CIOG-FM
- Charlottetown, Prince Edward Island; Canada;
- Frequency: 91.3 MHz
- Branding: PEI's Inspire FM

Programming
- Format: Christian radio

Ownership
- Owner: International Harvesters for Christ Evangelistic Association
- Sister stations: CJLU-FM Halifax, CITA-FM Greater Moncton

History
- First air date: 2008
- Call sign meaning: Christ Is Our God

Technical information
- ERP: 250 watts
- HAAT: 41 metres (135 ft)
- Repeater: CIOG-FM-1 92.5 Summerside

Links
- Website: inspire.fm

= CIOG-FM =

Christian radio station in Charlottetown, Prince Edward Island

CIOG-FM is a Canadian Christian radio station, broadcasting at 91.3 FM in Charlottetown, Prince Edward Island with a rebroadcaster CIOG-FM-1 at 92.5 FM in Summerside. Since April 2024, the station is known as "PEI's Inspire FM"

Owned by the International Harvesters for Christ Evangelistic Association, the station was licensed in 2008.

On June 16, 2010, CIOG applied to the CRTC to change its frequency for its Summerside transmitter from 91.1 to 92.5 MHz; the frequency change was approved on August 13, 2010.
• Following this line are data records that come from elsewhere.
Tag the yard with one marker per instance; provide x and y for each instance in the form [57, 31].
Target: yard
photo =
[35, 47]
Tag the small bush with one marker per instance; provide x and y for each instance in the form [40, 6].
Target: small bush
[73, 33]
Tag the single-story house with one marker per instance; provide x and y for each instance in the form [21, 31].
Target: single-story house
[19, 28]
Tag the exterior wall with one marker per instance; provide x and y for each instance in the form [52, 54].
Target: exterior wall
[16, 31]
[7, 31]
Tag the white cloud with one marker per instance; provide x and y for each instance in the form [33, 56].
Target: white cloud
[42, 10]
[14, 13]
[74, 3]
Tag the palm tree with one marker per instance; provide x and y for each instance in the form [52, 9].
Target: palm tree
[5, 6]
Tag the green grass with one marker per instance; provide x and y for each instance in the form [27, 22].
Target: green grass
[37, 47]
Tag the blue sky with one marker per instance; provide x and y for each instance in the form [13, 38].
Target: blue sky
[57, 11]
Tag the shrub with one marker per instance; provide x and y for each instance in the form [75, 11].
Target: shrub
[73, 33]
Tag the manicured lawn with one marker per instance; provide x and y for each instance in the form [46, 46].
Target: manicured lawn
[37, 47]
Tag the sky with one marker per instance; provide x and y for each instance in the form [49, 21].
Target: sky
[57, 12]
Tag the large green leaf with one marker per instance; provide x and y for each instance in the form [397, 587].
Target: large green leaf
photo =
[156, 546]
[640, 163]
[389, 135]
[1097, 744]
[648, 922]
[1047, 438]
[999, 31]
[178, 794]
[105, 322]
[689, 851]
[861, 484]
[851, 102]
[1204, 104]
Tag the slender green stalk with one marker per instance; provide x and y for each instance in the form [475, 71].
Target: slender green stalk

On October 12, 2011, CIOG applied to the CRTC to increase power from 50 watts to 250 watts on both 91.3 and 92.5; the transmitter site for 91.3 will be relocated under the proposal.

On February 6, 2013, the CRTC approved the application by the station to change the authorized contours of 91.3 by increasing its effective radiated power (ERP) from 50 to 250 watts, and to change the authorized contours of 92.5 by increasing that transmitter's ERP from 50 to 250 watts.

In April of 2024, the station (along with Moncton sister station CITA-FM and Halifax's CJLU-FM) rebranded to "Inspire FM".